SOA deluge from IBM, Sun, Infor and Vitria
- 19 March, 2007 23:00
Vitria Technology and CA have released service-oriented architecture software products aimed at letting customers more easily monitor and fix problems that occur in an SOA environment.
The announcements follow others made recently by IBM, Sun Microsystems and Infor. IBM is focusing on merging virtualisation with SOA and making it easier to deploy a service-oriented architecture, while Sun's offering focuses on the security and automation of large numbers of transactions and trading partners across multiple applications and systems.
Infor recently unveiled an SOA strategy called Open SOA, which helps companies build an event-driven SOA in which applications and software components can be deployed and upgraded without disrupting other enterprise systems.
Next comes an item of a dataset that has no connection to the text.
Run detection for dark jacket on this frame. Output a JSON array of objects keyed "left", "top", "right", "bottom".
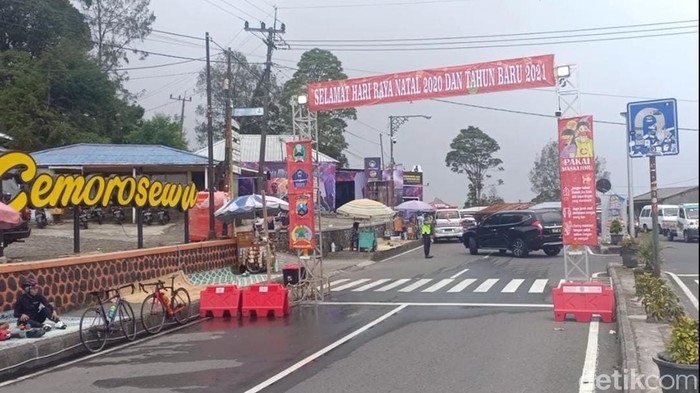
[{"left": 13, "top": 292, "right": 51, "bottom": 318}]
In related SOA news, Vitria is releasing Business Accelerator, an SOA platform that allows enterprises to design business processes and deploy them on any type of application server.
"It's a new cut at SOA infrastructure and I think that Vitria pretty much had to do this," says Gartner analyst Roy Schulte. "It helps with the integration problems where you are connecting service components or service outlets. When you're connecting chunks of software which are different from each other, you need an intelligent backbone, and that's really what they have here."
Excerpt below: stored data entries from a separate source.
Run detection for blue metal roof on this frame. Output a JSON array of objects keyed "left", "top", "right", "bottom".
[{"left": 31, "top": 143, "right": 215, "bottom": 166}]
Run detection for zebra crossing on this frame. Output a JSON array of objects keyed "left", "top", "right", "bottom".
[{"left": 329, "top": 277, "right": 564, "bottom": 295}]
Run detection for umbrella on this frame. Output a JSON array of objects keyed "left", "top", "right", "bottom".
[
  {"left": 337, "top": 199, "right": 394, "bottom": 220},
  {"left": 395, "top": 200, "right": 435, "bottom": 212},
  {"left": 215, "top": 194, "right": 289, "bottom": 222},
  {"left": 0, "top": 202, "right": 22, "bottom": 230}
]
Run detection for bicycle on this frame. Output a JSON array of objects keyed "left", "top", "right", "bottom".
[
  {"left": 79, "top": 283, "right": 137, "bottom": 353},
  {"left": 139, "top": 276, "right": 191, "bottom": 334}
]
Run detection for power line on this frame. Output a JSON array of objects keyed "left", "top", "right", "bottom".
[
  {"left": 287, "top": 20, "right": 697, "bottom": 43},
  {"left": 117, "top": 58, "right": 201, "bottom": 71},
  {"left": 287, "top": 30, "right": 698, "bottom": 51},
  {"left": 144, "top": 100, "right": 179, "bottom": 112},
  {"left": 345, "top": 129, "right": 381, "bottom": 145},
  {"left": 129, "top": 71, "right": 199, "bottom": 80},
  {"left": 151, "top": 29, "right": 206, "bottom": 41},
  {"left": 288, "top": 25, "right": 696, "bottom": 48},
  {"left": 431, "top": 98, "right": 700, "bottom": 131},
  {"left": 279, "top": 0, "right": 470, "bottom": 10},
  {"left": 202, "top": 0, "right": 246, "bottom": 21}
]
Vitria also announced Resolution Accelerator 3.0, a product that resolves runtime errors or other computer problems that cause delays, high costs and customer dissatisfaction. It will be released at the end of the month.
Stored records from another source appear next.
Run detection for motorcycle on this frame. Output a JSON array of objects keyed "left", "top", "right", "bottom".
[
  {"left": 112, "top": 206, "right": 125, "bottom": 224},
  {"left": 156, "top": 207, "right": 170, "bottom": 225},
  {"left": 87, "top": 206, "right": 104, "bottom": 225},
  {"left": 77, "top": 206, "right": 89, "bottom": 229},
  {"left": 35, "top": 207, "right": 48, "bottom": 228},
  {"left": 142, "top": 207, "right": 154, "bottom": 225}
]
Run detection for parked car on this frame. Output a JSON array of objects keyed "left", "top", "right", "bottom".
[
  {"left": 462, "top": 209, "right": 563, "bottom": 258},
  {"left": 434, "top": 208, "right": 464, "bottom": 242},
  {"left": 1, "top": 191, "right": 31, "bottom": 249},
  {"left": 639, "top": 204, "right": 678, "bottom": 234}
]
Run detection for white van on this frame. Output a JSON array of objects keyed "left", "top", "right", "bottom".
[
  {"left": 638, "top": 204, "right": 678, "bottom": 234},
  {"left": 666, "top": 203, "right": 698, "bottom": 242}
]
This version of Resolution Accelerator includes a mass repair function that recognises common root causes of errors and provides a simple way to correct them all at the same time. Thousands of errors can be caused simultaneously by problems such as power outages or system outages, notes Dale Skeen, CEO and cofounder of Vitria.
Error, or exception, management becomes a bigger problem in SOA environments because they involve more applications from more vendors than standard IT infrastructures, Skeen says.
Last week, IBM said it has developed five new configurations for its System p servers that merge virtualisation and service-oriented architecture software to ease SOA rollouts.
The configurations combine IBM server and virtualisation technology with IBM SOA-based software offerings such as Websphere, Tivoli and Information Management.
Early this month, Sun Microsystems announced the availability of its Identity-Enabled Business-to-Business solution, which it says securely centralises and automates management of large numbers of transactions and trading partners across multiple applications and systems.
"As companies tackle larger B2B integration projects, these corporations are challenged with developing a B2B platform that can be re-used across multiple projects and which can provide a single point of entry into the company's firewalls," Sun said in a press release.
Last week, Infor unveiled Open SOA, a distributed architecture that lets companies create environments that use software components built in-house or by many different vendors, rather than an environment focused on one vendor's products.
"By remaining platform-independent, Infor Open SOA facilitates interoperability between different enterprise systems and prevents the need to 'rip-and-replace' to support the requirements of a proprietary middleware stack," Infor said in a press release.